Adding Simplified Chinese

The base engine::text setup ships Noto Sans (Latin-only). Adding Chinese is more involved than it looks — you need to (a) get a font that actually contains Han glyphs, (b) be careful about which TTF you pick, and (c) keep the atlas from melting your VRAM.

This chapter records what worked and the dead-ends I hit on the way.

TL;DR

// game.cpp
engine::LoadFonts(engine::CodepointSet::AsciiPlusCJK);

Then ship assets/fonts/noto/NotoSansSC-Regular.ttf next to the existing NotoSans-Regular.ttf. Both engine::text and ImGuiLayer read engine::GetCodepointSet() and pick the SC face automatically.

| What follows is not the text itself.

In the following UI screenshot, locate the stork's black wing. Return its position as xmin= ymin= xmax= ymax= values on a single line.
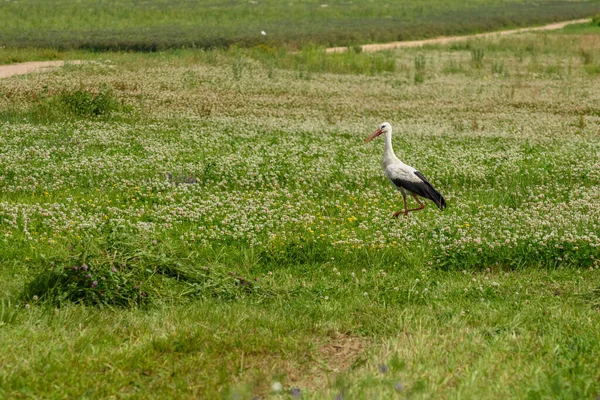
xmin=391 ymin=171 xmax=446 ymax=211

Why Noto Sans alone is not enough

NotoSans-Regular.ttf (the Latin Noto) doesn’t contain CJK Unified Ideographs. If you DrawText("你好") with it you get tofu (◻◻).

The CJK glyphs live in a separate font family:

family	covers
`NotoSansSC`	Simplified Chinese + Latin
`NotoSansTC`	Traditional Chinese + Latin
`NotoSansJP`	Japanese (kana + kanji)
`NotoSansKR`	Korean (hangul + hanja)
`NotoSansCJK`	Unified pan-CJK

We ship NotoSansSC because the game is shipping in zh-CN. Switching to JP/KR is a one-line change in engine::text.cpp’s kCjkPath.

Trap #1: don’t use the Variable TTF

The canonical noto-cjk repo distributes its TTFs as variable fonts (NotoSansSC-VF.ttf). VFs pack every weight from Thin through Black into one file, with the actual rendered weight selected via the fvar axis at draw time.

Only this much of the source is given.